NBA = read.csv("http://people.hsc.edu/faculty-staff/blins/spring17/math222/data/NBASalaries2014.txt")
East = subset(NBA,conference == "eastern")
West = subset(NBA,conference == "western")
A 95% confidence intervals for a difference in means should have a 95% of actually containing the true value of \[\mu_{eastern}-\mu_{western}.\] Since we know that the true difference is \(-\$186.17\), we can test out the t-distribution method and see how well it actually performs.

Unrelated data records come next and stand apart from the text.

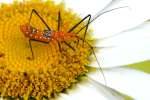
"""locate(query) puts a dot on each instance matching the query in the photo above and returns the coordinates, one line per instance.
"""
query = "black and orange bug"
(48, 35)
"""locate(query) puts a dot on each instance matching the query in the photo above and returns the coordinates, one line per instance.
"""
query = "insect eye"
(47, 33)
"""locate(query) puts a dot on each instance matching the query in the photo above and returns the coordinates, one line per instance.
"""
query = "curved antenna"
(98, 15)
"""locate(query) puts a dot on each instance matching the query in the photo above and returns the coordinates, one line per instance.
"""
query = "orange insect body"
(45, 35)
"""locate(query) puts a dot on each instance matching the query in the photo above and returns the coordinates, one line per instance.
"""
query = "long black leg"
(31, 58)
(75, 26)
(92, 48)
(59, 21)
(98, 15)
(59, 46)
(34, 11)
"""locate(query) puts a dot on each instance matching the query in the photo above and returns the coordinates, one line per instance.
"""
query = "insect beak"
(24, 29)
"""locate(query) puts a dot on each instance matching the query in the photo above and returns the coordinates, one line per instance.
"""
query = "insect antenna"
(34, 11)
(30, 40)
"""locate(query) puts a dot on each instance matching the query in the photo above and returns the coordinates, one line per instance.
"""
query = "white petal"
(91, 90)
(127, 47)
(131, 82)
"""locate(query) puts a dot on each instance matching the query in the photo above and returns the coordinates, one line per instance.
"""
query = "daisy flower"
(63, 70)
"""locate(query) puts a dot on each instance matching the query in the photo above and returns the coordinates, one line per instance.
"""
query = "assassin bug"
(48, 35)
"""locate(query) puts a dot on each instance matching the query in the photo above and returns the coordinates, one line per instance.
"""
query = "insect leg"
(31, 58)
(75, 26)
(59, 46)
(69, 45)
(34, 11)
(59, 20)
(92, 48)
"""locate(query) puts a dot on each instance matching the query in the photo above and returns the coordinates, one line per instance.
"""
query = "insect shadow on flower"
(49, 36)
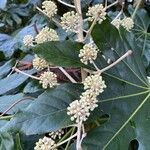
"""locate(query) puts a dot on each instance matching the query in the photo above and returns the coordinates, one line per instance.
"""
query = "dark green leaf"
(6, 141)
(13, 81)
(126, 97)
(47, 112)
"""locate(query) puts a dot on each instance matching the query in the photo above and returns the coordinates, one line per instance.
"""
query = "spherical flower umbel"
(94, 83)
(116, 23)
(56, 134)
(127, 23)
(48, 79)
(45, 144)
(39, 63)
(98, 12)
(88, 53)
(70, 21)
(46, 34)
(28, 40)
(78, 112)
(88, 99)
(49, 8)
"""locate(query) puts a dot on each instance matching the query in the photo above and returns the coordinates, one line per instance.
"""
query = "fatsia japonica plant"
(104, 102)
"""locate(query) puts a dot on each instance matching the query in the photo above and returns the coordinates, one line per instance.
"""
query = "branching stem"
(71, 137)
(66, 4)
(67, 74)
(129, 52)
(26, 74)
(15, 103)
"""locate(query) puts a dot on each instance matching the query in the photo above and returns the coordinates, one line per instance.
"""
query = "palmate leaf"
(127, 97)
(142, 24)
(63, 53)
(47, 112)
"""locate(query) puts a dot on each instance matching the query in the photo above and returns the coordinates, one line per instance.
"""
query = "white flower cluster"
(46, 34)
(28, 40)
(48, 79)
(70, 21)
(39, 63)
(88, 53)
(127, 23)
(79, 110)
(56, 134)
(45, 144)
(97, 12)
(49, 8)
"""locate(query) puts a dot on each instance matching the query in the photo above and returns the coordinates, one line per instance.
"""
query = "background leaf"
(63, 53)
(47, 112)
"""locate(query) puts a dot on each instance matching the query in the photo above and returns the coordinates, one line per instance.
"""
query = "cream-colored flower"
(88, 53)
(46, 34)
(94, 83)
(49, 8)
(127, 23)
(97, 11)
(70, 21)
(116, 23)
(28, 40)
(48, 79)
(45, 144)
(39, 63)
(56, 134)
(88, 99)
(77, 111)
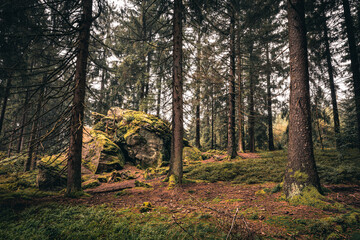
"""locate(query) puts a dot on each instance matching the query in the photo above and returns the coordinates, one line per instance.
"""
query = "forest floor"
(247, 211)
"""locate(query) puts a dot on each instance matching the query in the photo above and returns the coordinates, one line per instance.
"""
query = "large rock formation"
(100, 154)
(144, 139)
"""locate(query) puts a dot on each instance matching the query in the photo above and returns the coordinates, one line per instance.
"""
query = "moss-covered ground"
(217, 193)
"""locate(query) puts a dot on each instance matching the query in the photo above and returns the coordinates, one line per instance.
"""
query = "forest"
(179, 119)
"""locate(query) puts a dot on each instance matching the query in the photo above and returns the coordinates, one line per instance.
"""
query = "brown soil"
(220, 199)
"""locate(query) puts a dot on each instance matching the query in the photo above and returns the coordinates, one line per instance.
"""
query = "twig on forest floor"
(174, 218)
(232, 224)
(223, 213)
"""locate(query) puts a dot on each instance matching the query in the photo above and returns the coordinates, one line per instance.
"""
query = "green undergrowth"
(333, 167)
(311, 197)
(79, 222)
(343, 226)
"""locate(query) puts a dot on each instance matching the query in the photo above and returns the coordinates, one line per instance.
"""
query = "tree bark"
(197, 95)
(231, 146)
(30, 163)
(4, 105)
(240, 105)
(77, 113)
(101, 102)
(158, 104)
(332, 84)
(251, 105)
(301, 168)
(23, 122)
(354, 62)
(212, 117)
(176, 164)
(269, 101)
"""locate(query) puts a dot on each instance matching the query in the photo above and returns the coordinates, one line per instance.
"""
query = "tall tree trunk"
(159, 88)
(332, 85)
(251, 128)
(231, 146)
(101, 101)
(23, 121)
(354, 62)
(212, 116)
(269, 101)
(176, 164)
(197, 95)
(4, 105)
(158, 104)
(77, 113)
(30, 163)
(301, 168)
(240, 105)
(147, 83)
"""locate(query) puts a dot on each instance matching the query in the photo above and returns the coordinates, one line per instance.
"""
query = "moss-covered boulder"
(145, 139)
(100, 154)
(51, 173)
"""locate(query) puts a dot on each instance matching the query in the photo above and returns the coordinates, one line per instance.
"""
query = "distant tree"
(176, 164)
(300, 150)
(231, 147)
(354, 57)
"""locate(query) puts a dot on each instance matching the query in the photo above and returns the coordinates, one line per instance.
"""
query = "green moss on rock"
(92, 183)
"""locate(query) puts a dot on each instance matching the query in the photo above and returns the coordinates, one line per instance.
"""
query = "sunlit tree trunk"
(231, 146)
(176, 165)
(269, 101)
(251, 118)
(240, 105)
(77, 113)
(197, 94)
(354, 62)
(301, 169)
(332, 85)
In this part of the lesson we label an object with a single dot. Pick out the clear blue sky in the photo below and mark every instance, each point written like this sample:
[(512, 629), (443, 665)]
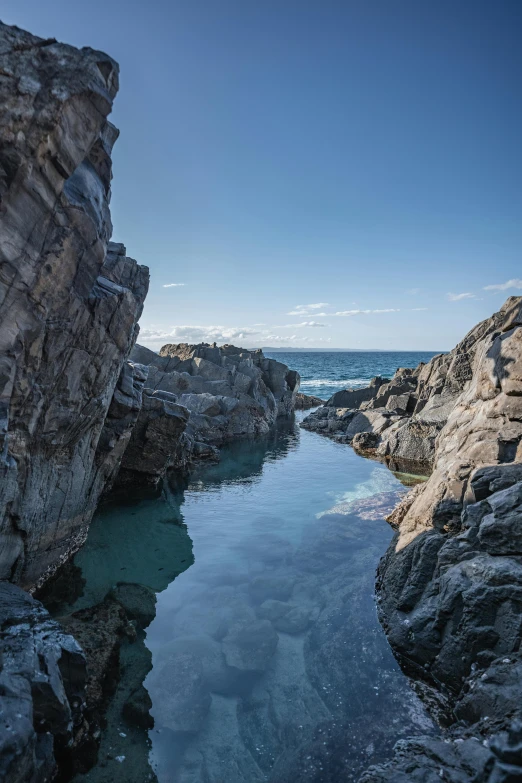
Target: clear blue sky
[(354, 154)]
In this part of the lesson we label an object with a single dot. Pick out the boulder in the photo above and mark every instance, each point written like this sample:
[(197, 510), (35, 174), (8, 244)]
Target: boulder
[(227, 392), (422, 401)]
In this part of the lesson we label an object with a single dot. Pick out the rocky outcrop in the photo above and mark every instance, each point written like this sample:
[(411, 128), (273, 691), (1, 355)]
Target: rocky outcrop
[(69, 301), (304, 402), (197, 397), (400, 420), (450, 585)]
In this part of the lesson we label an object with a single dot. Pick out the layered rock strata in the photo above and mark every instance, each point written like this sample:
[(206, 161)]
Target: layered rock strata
[(69, 299), (399, 420), (197, 397), (450, 585), (42, 682)]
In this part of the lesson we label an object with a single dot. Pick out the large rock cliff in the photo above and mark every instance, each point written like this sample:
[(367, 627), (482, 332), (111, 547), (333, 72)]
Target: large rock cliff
[(450, 585), (69, 301), (399, 420)]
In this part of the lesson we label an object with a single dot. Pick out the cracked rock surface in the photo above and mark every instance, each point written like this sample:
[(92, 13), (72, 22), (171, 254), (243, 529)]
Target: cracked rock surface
[(69, 300)]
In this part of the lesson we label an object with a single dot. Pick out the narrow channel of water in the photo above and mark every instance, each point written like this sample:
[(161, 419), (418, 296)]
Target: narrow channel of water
[(268, 661)]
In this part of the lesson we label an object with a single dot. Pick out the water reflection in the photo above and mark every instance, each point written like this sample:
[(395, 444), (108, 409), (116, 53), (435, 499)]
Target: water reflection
[(268, 662)]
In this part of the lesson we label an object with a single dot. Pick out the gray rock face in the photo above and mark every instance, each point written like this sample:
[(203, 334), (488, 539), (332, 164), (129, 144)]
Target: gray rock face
[(69, 300), (450, 585), (42, 680), (197, 397), (399, 421)]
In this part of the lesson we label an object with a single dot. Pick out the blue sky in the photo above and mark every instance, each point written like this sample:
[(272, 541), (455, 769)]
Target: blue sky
[(314, 173)]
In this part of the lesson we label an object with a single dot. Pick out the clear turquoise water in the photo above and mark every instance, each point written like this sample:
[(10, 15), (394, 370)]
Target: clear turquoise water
[(268, 661), (322, 374)]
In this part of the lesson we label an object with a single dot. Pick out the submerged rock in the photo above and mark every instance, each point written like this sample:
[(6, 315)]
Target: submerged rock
[(180, 693), (250, 647)]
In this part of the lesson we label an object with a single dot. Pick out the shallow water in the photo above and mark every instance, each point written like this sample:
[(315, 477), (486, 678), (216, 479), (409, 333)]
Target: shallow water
[(268, 661)]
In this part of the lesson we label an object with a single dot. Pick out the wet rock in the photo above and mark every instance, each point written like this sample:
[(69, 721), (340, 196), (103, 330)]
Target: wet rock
[(42, 687), (305, 401), (273, 610), (250, 648), (401, 419), (138, 601), (207, 651), (266, 586), (136, 710), (180, 695), (296, 620)]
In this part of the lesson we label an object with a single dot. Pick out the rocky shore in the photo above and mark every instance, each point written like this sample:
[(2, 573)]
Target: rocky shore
[(81, 408), (449, 588)]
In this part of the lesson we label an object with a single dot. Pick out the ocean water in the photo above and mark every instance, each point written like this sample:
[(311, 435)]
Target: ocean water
[(322, 374), (264, 660)]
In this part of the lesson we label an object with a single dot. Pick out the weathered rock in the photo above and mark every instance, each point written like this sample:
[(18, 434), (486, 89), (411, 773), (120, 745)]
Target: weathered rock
[(180, 694), (69, 300), (450, 585), (42, 684), (402, 419), (197, 397)]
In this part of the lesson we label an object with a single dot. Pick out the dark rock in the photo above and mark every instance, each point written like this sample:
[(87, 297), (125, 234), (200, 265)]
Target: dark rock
[(138, 601), (180, 695), (42, 687), (136, 710)]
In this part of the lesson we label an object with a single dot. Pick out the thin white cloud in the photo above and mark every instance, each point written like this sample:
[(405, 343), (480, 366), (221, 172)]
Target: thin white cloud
[(349, 313), (459, 297), (304, 310), (514, 283), (196, 334), (284, 338)]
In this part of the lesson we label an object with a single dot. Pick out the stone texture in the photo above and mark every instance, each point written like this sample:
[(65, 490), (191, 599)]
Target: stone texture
[(42, 682), (450, 585), (69, 300), (197, 397), (400, 421)]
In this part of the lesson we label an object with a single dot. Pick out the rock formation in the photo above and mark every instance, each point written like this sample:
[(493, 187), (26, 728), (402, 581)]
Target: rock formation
[(197, 397), (399, 420), (450, 585), (69, 300), (42, 681)]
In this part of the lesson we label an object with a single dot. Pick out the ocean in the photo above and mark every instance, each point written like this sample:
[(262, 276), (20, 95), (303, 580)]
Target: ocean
[(322, 374)]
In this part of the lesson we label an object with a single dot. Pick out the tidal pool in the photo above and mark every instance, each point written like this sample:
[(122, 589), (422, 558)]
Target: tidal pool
[(268, 661)]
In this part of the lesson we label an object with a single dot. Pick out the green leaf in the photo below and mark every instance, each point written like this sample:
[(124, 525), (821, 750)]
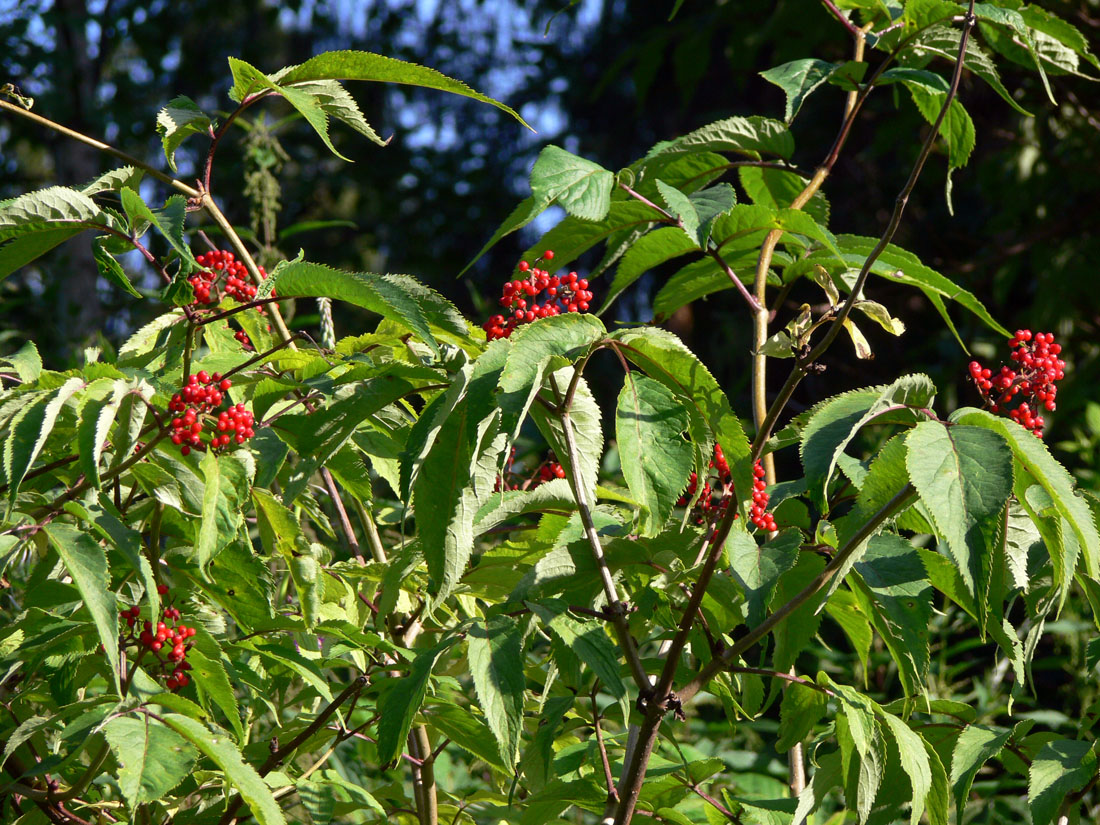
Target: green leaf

How often are t-distribution confidence intervals correct? Let’s simulate many random samples from our two populations, and make confidence intervals for \(\mu_{eastern} - \mu_{western}\) using the 2-sample t-distribution confidence interval formula: \[\bar{x}_1-\bar{x}_2 \pm t^* \sqrt{\frac{s_1^2}{N_1}+\frac{s_2^2}{N_2}}.\] In the loop below, I simulate taking samples of size \(N=20\), and computing whether or not the true difference in population means is in the interval.
results = c()
N = 20
for (i in 1:10000) {
EastSample = sample(East$salary,N)
WestSample = sample(West$salary,N)
dF = N-1
tstar = qt(0.975,dF)
upper = mean(EastSample)-mean(WestSample) + tstar*sqrt(sd(EastSample)^2/N+sd(WestSample)^2/N)
lower = mean(EastSample)-mean(WestSample) - tstar*sqrt(sd(EastSample)^2/N+sd(WestSample)^2/N)
trueGap = mean(East$salary)-mean(West$salary)
containsTrueGap = lower <= trueGap & upper >= trueGap
results = c(results,containsTrueGap)
}
And here are the results:
sum(results)/length(results)
## [1] 0.9653
Copy the code above into your own R markdown file, and answer the following questions:
What happens if the sample size \(N\) is larger (say around 100)? Are the confidence intervals 95% accurate?
What happens if the sample size \(N\) is smaller (like around 5)?
What happens if one sample is large and the other is small? You will have to adjust the code to have two different N variables to answer this one.